These comforts, these reprievals, came to her; then again, she went down into the blackness of the old memories, the old self-accusations.

After she had found her way to Luclarion Grapp's, she used sometimes, when these things seized her, to tie on her bonnet, pull down her thick veil, and crying and whispering behind it as she went,—"Mother! Susie! do you know how I love you now? how sorry I am?" would hurry down, through the busy streets, to the Neighbors.

"Give me something to do," she would say, when she got there.

And Luclarion would give her something to do; would keep her to tea, or to dinner; and in the quietness, when they were left by themselves, would say words that were given her to say in her own character and fashion. It is so blessed that the word is given and repeated in so many characters and fashions! That each one receives it and passes it on, "in that language into which he was born."

"I wish you could hear Luclarion Grapp's way of talking," Ray Ingraham had said to her just after she had brought her home. "The kind of comfort she finds for the most wicked and miserable,—people who have done such shocking things as you never dreamed of."

"I want to hear somebody talk to the very wickedest. If there's any chance for me, there's where I must find it. I can't listen with the pretty-good people, any longer. It doesn't belong to me, or do me any good."
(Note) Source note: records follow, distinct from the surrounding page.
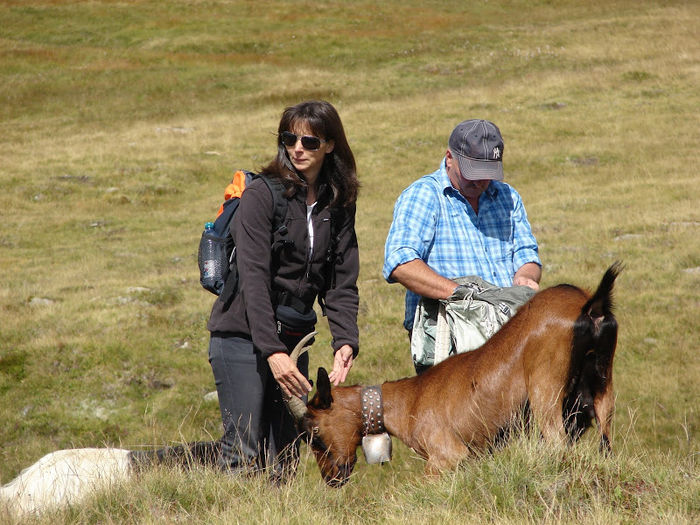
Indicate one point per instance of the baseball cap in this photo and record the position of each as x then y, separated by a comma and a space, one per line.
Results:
478, 148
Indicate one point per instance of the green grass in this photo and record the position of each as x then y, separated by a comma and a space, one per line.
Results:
121, 123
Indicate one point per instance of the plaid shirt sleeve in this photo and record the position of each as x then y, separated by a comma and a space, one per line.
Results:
525, 247
413, 227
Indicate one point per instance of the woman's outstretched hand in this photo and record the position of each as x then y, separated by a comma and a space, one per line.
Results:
291, 381
342, 363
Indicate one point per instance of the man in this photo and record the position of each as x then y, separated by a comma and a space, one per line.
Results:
461, 220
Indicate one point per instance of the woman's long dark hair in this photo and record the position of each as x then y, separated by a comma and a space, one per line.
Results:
338, 171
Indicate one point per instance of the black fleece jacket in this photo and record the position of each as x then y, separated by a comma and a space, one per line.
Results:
251, 312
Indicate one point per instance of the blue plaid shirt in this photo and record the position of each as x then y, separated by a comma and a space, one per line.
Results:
435, 223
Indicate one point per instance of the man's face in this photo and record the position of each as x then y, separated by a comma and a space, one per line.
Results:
470, 189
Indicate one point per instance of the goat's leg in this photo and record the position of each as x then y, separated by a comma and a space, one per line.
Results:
604, 406
445, 453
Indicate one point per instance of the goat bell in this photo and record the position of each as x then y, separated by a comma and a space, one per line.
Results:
377, 448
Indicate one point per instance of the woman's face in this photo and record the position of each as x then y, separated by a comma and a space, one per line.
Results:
307, 161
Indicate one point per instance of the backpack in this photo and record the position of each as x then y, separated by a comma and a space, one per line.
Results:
217, 253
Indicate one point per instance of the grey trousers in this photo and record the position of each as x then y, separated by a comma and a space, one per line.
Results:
259, 432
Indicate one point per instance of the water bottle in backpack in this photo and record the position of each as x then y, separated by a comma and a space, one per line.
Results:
212, 259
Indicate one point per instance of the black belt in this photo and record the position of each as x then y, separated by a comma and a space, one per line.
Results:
286, 298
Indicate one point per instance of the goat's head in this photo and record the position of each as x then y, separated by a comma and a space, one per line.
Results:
333, 429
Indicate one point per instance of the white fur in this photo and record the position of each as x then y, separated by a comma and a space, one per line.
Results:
65, 477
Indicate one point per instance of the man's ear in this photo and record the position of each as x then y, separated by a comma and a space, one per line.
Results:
323, 389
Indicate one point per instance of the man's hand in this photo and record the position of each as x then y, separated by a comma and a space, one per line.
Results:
525, 281
342, 363
529, 274
291, 381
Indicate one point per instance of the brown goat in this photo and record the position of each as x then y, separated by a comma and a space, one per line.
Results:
555, 356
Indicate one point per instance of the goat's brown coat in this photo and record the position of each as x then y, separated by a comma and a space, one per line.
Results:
555, 354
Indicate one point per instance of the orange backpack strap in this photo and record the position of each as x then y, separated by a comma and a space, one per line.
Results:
235, 189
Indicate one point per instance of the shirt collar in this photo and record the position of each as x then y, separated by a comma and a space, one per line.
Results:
444, 178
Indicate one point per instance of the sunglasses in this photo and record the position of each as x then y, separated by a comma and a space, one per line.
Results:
308, 142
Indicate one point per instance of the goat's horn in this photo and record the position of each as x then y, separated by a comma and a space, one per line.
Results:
295, 405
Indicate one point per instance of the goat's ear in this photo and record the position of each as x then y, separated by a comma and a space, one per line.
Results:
323, 389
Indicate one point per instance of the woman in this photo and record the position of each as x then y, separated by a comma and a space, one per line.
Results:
282, 274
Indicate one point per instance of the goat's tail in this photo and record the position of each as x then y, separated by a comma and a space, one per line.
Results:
589, 389
601, 303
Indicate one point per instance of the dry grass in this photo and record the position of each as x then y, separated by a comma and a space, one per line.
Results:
121, 123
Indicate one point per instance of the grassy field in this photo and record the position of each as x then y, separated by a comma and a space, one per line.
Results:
121, 123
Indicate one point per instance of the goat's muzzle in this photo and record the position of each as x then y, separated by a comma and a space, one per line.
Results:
296, 405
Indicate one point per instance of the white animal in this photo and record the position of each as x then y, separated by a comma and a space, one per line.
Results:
65, 477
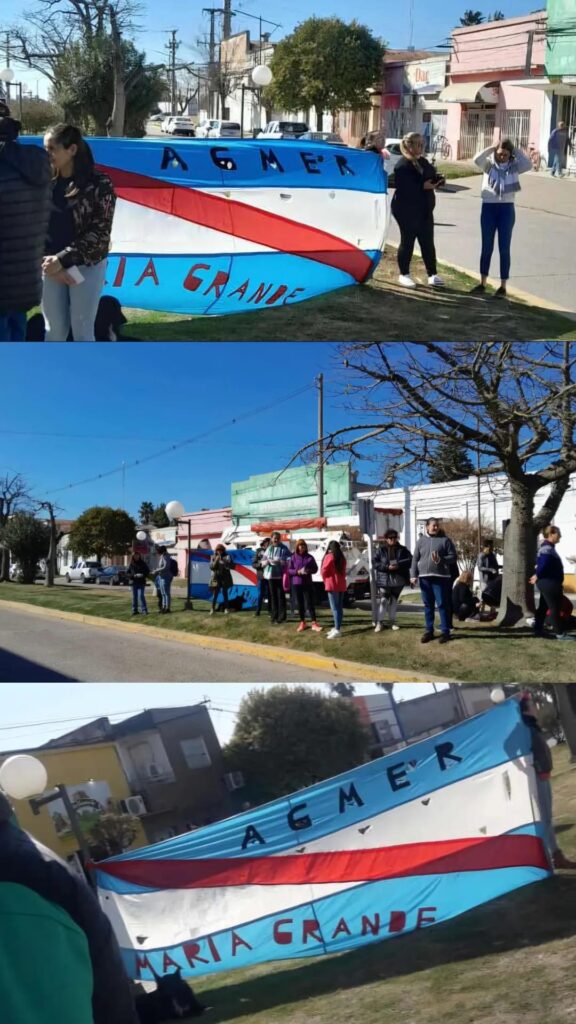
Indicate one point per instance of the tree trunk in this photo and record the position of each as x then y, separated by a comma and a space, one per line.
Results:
520, 556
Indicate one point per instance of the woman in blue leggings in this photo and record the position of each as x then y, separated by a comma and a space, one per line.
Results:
502, 166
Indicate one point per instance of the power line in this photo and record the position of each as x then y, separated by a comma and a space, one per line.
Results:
179, 444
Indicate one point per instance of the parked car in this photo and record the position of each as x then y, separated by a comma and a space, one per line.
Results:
181, 126
323, 136
283, 129
84, 570
116, 576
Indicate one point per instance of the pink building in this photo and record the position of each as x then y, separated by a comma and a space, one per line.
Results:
489, 95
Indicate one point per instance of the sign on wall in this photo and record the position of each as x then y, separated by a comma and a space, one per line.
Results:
394, 846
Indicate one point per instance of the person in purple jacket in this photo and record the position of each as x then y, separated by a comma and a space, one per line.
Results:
549, 578
301, 567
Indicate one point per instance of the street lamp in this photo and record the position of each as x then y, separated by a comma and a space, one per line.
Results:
175, 511
23, 776
261, 76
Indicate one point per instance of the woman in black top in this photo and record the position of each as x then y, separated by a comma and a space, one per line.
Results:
412, 206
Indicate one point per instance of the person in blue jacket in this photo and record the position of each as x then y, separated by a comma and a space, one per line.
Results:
548, 578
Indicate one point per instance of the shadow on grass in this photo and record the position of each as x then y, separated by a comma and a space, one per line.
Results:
531, 916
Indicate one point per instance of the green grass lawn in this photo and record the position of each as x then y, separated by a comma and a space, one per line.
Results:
509, 962
479, 652
370, 312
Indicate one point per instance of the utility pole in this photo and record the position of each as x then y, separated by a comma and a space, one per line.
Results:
320, 385
172, 47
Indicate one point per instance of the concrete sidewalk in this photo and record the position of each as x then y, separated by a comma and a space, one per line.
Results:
543, 243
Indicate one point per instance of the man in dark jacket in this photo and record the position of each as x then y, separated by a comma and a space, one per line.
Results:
59, 962
25, 209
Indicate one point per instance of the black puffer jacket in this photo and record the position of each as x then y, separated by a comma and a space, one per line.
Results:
25, 208
24, 862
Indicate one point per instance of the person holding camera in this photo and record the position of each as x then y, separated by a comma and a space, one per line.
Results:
414, 199
502, 166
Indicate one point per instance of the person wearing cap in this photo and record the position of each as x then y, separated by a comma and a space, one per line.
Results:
25, 209
59, 961
543, 767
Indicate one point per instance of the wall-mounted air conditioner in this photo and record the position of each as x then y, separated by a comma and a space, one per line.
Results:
133, 805
234, 780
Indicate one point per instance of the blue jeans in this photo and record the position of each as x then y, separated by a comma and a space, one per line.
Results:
12, 327
558, 162
437, 591
496, 217
135, 592
336, 601
73, 306
164, 588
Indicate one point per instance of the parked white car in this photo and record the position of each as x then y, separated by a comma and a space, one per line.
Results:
283, 129
85, 570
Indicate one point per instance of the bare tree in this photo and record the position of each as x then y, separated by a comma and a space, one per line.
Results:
14, 497
511, 402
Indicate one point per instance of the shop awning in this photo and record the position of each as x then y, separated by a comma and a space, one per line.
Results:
462, 92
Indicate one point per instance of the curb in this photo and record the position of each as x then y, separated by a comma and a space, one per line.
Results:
352, 671
515, 293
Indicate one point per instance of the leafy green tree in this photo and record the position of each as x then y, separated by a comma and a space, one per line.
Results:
146, 512
325, 64
101, 530
289, 737
84, 84
29, 541
471, 17
159, 517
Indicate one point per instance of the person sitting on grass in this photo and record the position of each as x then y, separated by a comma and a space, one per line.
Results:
543, 767
221, 565
463, 601
301, 567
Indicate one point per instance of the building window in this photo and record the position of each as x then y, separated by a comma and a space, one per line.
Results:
196, 753
516, 126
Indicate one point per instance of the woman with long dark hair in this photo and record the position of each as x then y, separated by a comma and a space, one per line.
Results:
333, 571
414, 199
78, 242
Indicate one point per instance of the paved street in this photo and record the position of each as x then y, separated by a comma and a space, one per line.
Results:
543, 243
34, 648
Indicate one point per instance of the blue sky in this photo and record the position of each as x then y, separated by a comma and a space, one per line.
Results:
34, 713
389, 22
73, 412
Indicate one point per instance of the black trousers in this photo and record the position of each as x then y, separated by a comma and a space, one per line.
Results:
420, 230
304, 595
277, 599
550, 597
262, 594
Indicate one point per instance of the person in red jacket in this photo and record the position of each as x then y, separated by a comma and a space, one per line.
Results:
333, 571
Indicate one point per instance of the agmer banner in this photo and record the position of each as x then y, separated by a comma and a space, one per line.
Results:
402, 843
206, 226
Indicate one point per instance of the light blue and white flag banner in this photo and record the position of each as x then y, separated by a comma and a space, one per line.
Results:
210, 226
396, 845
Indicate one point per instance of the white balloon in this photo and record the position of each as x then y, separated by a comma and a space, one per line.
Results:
261, 76
174, 510
23, 776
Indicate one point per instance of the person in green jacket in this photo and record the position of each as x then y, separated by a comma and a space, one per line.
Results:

"Come and hear the gospel then." And so Ray had taken her down to Neighbor Street, to Luclarion Grapp.

"But the sin stays. You can't wipe the fact out; and you've got to take the consequences," said Marion Kent to the strong, simple woman to whom she came as to a second-seer, to have her spiritual destinies revealed to her.

"Yes," said Luclarion, gravely, but very sweetly, "you have. But the consequences wear out. Everything wears out but the Lord's love. And these old worn-out consequences—why, He can turn them into blessings; and He means to, as they go along, and fade, and change; until, by and by, we may be safer and stronger, and fuller of everlasting life, than if we hadn't had them. I was vaccinated a while ago this summer; everybody was down here; and I had a pretty sick time. It took—ferocious! Well, I got over it, and then I thought about it. I'd got something out of my system forever, that might have come upon me, to destruction, all of a sudden; but now never will! It appears to me almost as if we were sent into this world, like a kind of hospital, to be vaccinated against the awful evil—in our souls; to suffer a little for it; to take it the easiest way we can take it, and so be safe. I don't know—and if you hadn't repented, I wouldn't put it into your head; but it's been put into my head, after I've repented, and I guess it's mainly true. See here!"

And she took down a big leather-bound Bible, and opened it to the fortieth chapter of Isaiah.